How to conduct train/validation/test data split

Question

How to conduct train/validation/test data split

pcaversaccio opened this issue 2 years ago · comments

sudo rm -rf --no-preserve-root / commented 2 years ago

Generally, the main question an ML engineer must ask is: How should I pick my train, validation, and test set?

Naively, one could just manually split the dataset into three chunks (as it's currently done in the MVP). The problem with this approach is that we humans are very biased and this bias would get introduced into the three sets. In academia, we learn that we should pick them randomly (an example built-in methods from scikit-learn). A random split into the three sets guarantees that all three sets follow the same statistical distribution. And that's what we want since ML is all about statistics. Deriving the three sets from completely different distributions would yield some unwanted results. There is not much value in training a model on pictures of cats if we want to use it to classify flowers.

However, the underlying assumption of a random split is that the initial dataset already matches the statistical distribution of the problem we want to solve. That would mean that for problems such as autonomous driving the assumption is that our dataset covers all sorts of cities, weather conditions, vehicles, seasons of the year, special situations, etc. As you might think this assumption is actually not valid for most practical deep learning applications. Whenever we collect data using sensors in an uncontrolled environment we might not have the desired data distribution. What we're looking for is the research area around finding and dealing with domain gaps, distributional shifts, or data drift. The ultimate goal should be to focus on building a robust enough model to handle such domain gaps. This approach is focusing on building models for out-of-distribution tasks.

In machine learning, we refer to out-of-distribution whenever our model has to perform well in a situation where the new input data is from a different distribution than the training data.
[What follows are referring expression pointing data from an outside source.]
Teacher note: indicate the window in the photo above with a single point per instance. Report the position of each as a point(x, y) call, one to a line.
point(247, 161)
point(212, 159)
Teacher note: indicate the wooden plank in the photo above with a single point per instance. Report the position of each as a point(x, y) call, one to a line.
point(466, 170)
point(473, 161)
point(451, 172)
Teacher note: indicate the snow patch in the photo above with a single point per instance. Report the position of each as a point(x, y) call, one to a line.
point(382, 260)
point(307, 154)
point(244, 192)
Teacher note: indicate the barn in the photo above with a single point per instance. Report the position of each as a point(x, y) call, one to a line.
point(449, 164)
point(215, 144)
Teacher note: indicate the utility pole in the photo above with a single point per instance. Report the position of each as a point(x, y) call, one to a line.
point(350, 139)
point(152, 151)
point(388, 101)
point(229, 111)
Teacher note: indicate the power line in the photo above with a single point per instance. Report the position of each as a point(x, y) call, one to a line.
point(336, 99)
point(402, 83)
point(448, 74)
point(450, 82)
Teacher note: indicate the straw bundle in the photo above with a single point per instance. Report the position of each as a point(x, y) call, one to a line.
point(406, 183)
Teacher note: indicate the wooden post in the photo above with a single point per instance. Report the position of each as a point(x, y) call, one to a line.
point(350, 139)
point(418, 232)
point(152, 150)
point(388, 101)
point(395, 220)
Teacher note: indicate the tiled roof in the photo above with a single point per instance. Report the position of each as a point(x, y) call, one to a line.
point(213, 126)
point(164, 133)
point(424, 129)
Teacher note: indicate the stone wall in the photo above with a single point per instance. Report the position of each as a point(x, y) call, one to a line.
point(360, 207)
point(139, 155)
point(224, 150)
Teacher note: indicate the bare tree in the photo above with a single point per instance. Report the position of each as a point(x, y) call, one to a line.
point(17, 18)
Going back to our autonomous driving example from before, we could say that for a model that has only been trained on sunny Hanoi weather, doing predictions in Europe is out of distribution.

Now, how should we do the split of the dataset for such a task? Since we collected the data using different sensors we also might have additional information about the source for each of the samples (a sample could be an image, lidar frame, video, etc.).
We can solve this problem by splitting the dataset in the following way:

we train on a set of data from cities in list A
and evaluate the model on a set of data from cities in list B

There is a great article from Yandex research about their new dataset to tackle distributional shifts in datasets.